I recently read an article in the Harvard Business Review about how we can better assess whether a candidate is ready for a management role. It also talked about some of the skills a manager requires that should be the basis for recruitment.
Another article, the source of which I wish I could remember but can’t, spoke to the over-investment large corporations make in executive-level training.
My recent observations (granted, not scientific), support the notion that we reward good performance with successive promotions, often to a management level, but that companies neglect to train those new managers how to manage. It’s as though we believe that good management skills are somehow intuitive, or gained through osmosis. My observation is that these skills are gained through trial and error or worse, not gained at all, leading to inefficient, unproductive teams, poor organizational culture, unhappy frontline staff, and ultimately, high turnover rates.
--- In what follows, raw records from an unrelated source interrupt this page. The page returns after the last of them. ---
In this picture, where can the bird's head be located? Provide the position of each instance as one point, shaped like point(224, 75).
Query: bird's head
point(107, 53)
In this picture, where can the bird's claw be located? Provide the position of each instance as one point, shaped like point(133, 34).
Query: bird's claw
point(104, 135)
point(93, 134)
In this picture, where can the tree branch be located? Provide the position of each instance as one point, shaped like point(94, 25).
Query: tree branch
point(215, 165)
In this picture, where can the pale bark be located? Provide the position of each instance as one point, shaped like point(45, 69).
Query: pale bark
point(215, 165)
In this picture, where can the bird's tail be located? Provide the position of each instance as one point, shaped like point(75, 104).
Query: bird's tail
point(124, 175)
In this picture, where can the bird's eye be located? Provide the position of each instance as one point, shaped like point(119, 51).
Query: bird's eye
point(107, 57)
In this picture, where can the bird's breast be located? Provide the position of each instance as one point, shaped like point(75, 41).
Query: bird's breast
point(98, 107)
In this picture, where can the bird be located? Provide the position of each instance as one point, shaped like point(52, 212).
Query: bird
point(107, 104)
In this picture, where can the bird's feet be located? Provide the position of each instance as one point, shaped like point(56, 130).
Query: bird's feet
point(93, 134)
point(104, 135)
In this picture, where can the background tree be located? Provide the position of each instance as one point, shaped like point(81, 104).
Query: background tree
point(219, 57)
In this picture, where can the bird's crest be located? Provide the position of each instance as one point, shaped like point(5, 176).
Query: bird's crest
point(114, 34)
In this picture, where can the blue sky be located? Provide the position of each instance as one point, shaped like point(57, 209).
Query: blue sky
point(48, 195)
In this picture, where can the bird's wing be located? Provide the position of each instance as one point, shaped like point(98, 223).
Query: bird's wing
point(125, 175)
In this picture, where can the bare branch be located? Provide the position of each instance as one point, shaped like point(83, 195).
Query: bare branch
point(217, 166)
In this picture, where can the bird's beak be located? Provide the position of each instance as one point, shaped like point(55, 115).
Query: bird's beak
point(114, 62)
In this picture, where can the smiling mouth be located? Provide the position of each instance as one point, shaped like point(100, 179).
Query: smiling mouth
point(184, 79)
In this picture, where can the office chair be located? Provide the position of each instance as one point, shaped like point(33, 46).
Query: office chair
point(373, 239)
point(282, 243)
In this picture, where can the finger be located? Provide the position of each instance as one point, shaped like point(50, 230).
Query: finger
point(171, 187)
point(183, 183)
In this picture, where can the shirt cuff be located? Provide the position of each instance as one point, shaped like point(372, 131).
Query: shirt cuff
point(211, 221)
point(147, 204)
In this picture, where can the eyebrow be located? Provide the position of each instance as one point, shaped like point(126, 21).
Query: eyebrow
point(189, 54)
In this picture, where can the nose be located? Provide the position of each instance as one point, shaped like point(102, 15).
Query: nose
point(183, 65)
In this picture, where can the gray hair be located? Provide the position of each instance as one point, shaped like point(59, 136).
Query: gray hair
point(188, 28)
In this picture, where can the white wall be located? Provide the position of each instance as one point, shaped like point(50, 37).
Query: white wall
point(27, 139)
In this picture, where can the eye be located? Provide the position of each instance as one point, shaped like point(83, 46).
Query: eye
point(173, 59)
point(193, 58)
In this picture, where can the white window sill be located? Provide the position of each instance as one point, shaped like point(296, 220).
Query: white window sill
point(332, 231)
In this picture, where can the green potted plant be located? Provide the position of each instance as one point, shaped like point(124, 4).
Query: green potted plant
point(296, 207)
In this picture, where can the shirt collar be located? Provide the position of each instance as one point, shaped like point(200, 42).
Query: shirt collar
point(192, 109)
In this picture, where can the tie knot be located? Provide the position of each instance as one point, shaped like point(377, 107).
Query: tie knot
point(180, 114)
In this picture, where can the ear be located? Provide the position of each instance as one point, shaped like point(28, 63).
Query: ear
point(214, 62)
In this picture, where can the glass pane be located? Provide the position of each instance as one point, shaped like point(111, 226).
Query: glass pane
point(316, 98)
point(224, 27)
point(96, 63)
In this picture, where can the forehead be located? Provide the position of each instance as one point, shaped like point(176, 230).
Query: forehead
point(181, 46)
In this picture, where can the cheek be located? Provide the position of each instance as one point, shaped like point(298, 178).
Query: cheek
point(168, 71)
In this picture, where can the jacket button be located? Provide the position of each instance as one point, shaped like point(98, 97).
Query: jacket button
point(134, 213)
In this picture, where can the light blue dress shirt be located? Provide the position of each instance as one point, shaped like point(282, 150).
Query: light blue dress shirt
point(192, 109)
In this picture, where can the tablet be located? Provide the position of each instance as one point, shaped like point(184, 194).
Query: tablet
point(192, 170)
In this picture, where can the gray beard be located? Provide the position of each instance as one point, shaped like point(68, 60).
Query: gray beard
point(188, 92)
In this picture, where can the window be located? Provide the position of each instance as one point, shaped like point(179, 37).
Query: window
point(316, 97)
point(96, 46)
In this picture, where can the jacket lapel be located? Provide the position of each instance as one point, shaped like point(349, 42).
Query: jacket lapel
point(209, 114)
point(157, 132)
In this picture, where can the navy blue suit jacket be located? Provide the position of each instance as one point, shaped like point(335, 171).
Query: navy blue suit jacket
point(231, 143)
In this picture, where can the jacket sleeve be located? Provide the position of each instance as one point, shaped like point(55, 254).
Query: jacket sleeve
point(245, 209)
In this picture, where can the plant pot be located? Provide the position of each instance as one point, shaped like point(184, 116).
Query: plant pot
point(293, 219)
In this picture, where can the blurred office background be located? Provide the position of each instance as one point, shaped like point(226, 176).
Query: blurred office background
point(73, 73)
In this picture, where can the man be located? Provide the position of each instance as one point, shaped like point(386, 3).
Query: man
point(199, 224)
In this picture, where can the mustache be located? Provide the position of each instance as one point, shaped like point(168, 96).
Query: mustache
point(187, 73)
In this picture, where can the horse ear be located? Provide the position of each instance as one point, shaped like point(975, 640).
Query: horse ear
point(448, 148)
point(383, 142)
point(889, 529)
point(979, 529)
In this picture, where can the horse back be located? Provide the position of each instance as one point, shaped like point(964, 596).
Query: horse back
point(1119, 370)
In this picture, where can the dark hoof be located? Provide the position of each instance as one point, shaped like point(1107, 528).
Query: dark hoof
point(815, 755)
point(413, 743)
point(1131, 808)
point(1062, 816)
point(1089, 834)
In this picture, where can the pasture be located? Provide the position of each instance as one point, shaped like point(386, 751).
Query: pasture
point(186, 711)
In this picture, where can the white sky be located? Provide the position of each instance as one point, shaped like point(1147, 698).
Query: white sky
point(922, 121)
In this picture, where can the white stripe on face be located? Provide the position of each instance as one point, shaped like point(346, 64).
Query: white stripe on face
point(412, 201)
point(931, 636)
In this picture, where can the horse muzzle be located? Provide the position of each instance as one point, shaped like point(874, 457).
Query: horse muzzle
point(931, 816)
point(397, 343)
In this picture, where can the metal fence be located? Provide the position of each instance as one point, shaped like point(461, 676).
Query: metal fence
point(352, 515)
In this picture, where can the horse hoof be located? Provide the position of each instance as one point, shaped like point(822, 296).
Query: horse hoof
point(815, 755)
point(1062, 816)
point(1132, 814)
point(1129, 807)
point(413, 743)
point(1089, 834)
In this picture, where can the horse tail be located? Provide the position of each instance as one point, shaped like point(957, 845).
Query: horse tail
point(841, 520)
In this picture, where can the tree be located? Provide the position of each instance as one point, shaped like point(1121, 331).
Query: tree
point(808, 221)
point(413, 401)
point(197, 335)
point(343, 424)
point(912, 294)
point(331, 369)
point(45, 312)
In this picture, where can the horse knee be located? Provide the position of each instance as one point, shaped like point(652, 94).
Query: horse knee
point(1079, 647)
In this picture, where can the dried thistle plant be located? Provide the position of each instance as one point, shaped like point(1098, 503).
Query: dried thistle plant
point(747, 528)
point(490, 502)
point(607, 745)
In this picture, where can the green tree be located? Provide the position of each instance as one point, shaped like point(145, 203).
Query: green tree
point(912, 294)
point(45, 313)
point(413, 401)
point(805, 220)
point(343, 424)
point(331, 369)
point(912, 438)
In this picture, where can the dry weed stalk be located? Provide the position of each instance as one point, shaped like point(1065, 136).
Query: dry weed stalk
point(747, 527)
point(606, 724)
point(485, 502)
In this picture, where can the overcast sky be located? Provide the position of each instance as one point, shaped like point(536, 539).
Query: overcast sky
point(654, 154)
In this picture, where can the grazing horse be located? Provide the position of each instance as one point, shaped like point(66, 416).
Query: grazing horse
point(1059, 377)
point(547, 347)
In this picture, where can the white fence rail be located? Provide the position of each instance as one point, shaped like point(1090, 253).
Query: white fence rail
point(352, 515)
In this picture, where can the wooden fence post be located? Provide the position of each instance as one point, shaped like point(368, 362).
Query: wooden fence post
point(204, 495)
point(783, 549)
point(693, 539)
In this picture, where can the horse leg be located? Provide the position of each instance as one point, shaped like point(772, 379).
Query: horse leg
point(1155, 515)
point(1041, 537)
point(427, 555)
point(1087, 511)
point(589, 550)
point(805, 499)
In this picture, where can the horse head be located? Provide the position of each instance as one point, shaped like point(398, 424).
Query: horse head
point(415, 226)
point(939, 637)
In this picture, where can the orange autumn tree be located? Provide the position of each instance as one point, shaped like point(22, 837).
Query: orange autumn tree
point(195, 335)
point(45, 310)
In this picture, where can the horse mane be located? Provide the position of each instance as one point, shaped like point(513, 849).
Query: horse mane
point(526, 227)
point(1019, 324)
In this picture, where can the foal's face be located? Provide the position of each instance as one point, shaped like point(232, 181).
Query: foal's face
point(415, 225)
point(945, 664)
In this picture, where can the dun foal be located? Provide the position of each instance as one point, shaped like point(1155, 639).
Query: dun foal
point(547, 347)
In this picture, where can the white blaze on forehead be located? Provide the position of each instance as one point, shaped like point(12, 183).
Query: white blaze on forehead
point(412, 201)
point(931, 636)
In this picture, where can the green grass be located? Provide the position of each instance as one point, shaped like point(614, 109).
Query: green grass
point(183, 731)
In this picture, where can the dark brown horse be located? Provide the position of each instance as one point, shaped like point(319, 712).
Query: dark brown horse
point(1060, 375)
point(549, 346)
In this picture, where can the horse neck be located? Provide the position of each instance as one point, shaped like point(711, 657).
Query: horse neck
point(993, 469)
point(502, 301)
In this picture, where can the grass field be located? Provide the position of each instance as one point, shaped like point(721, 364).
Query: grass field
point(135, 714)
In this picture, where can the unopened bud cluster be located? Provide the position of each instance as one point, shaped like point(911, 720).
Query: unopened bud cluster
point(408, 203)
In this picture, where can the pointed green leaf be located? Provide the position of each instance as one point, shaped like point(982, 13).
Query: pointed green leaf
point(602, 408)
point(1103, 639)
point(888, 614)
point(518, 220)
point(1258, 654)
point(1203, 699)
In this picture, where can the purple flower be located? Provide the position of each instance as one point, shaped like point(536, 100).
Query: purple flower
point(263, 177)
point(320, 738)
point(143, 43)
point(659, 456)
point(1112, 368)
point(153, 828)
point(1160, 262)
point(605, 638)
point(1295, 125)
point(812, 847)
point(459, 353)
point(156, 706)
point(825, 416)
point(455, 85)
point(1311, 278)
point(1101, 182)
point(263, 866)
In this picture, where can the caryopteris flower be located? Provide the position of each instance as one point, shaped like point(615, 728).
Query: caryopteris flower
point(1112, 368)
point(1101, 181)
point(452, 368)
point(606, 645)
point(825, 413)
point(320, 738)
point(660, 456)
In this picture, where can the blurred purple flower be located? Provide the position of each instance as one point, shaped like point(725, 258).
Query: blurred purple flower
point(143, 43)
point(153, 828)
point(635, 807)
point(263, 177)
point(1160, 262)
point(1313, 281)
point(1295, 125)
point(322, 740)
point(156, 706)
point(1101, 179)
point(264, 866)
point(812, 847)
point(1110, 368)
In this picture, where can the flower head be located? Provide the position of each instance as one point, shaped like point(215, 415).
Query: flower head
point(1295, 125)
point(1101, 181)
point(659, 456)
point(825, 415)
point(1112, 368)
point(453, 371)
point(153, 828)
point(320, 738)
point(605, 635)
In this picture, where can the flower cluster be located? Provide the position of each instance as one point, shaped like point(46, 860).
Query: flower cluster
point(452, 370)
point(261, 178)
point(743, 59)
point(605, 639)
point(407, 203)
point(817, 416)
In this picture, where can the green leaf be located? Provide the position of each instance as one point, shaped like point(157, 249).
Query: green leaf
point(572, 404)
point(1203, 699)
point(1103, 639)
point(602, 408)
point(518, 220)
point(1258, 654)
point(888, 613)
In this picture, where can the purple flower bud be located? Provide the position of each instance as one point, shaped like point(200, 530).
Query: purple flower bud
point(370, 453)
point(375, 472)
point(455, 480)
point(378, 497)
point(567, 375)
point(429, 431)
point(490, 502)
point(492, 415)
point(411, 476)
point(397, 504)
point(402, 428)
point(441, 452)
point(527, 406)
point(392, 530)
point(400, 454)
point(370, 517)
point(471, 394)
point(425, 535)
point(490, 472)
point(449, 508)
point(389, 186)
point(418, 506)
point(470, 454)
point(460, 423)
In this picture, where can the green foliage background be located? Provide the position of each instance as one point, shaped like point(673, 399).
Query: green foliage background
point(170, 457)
Christy DeMont’s article about effective leadership is great reading. And it caused me to reflect on the next level in the organization – the managers – those who are responsible for translating strategy into action. It feels to me as though there’s a training void there; too many managers trying hard to manage people and budgets, relinquish their staff role, motivate and guide employees (who might have previously been colleagues) – all without any help in the transition.
Failure to achieve corporate goals is typically not a failure of vision, and often not even a failure of strategy – it is a failure of execution. Perhaps some of the resources dedicated to executive-level training might be more helpful at the management level.